The best way to teach self-regulation strategies depends very much on the classroom teacher's ability to create an optimal teaching environment.

And here is ourHolistic model of school reformIn between.

By addressing the entire school ecosystem - school, family and community -The Positive Action curriculumcontains topics that encourage positive behavior.

Say goodbye to poor self-regulation and hello to student-directed self-regulation.

“Positive Action Makes Positive Changes in the Lives of Jackson-Madison County Youth!
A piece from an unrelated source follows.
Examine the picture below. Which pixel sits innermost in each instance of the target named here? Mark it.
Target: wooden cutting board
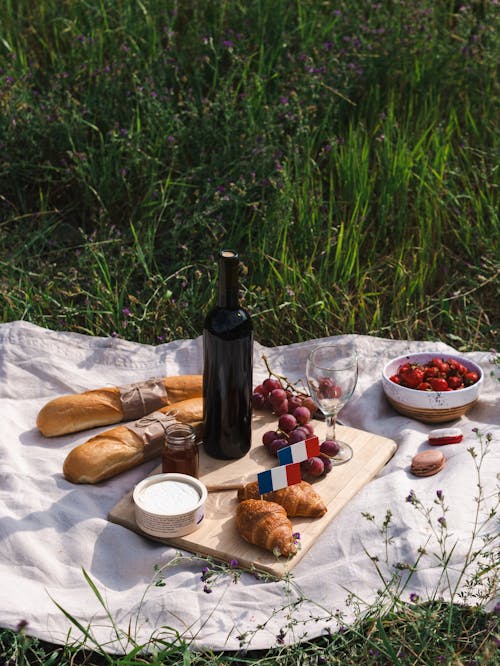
(217, 537)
We attribute this success to the model program that Ação Positiva offers, together with the professionals who implement it.”-Barry Cooper, director of prevention at JACOA.

Schedule a webinar with us and we'll walk you through our curriculum and show you how it can help you achieve your specific goals as an institution.


(Video) The 5-4-3-2-1 Method: A Grounding Exercise to Manage Anxiety


1. Teaching Strategies - Gaining Children's Attention
(CECE Early Childhood Videos at Eastern CT State U.)
2. Teaching Methods for Inspiring the Students of the Future | Joe Ruhl | TEDxLafayette
(TEDx Talks)
3. Self-Regulated Learning
(Lori Edwards)
4. The first 20 hours -- how to learn anything | Josh Kaufman | TEDxCSU
(TEDx Talks)
5. Classroom Management
(Teachings in Education)
6. How To Discipline a Teenager That Won't Listen
(Nicholeen Peck - Teaching Self Government)
Top Articles
Latest Posts
Article information

Author: Errol Quitzon

Last Updated: 26/04/2023

Views: 6044

Rating: 4.9 / 5 (79 voted)

Reviews: 94% of readers found this page helpful

Author information

Name: Errol Quitzon

Birthday: 1993-04-02

Address: 70604 Haley Lane, Port Weldonside, TN 99233-0942

Phone: +9665282866296

Job: Product Retail Agent

Hobby: Computer programming, Horseback riding, Hooping, Dance, Ice skating, Backpacking, Rafting

Introduction: My name is Errol Quitzon, I am a fair, cute, fancy, clean, attractive, sparkling, kind person who loves writing and wants to share my knowledge and understanding with you.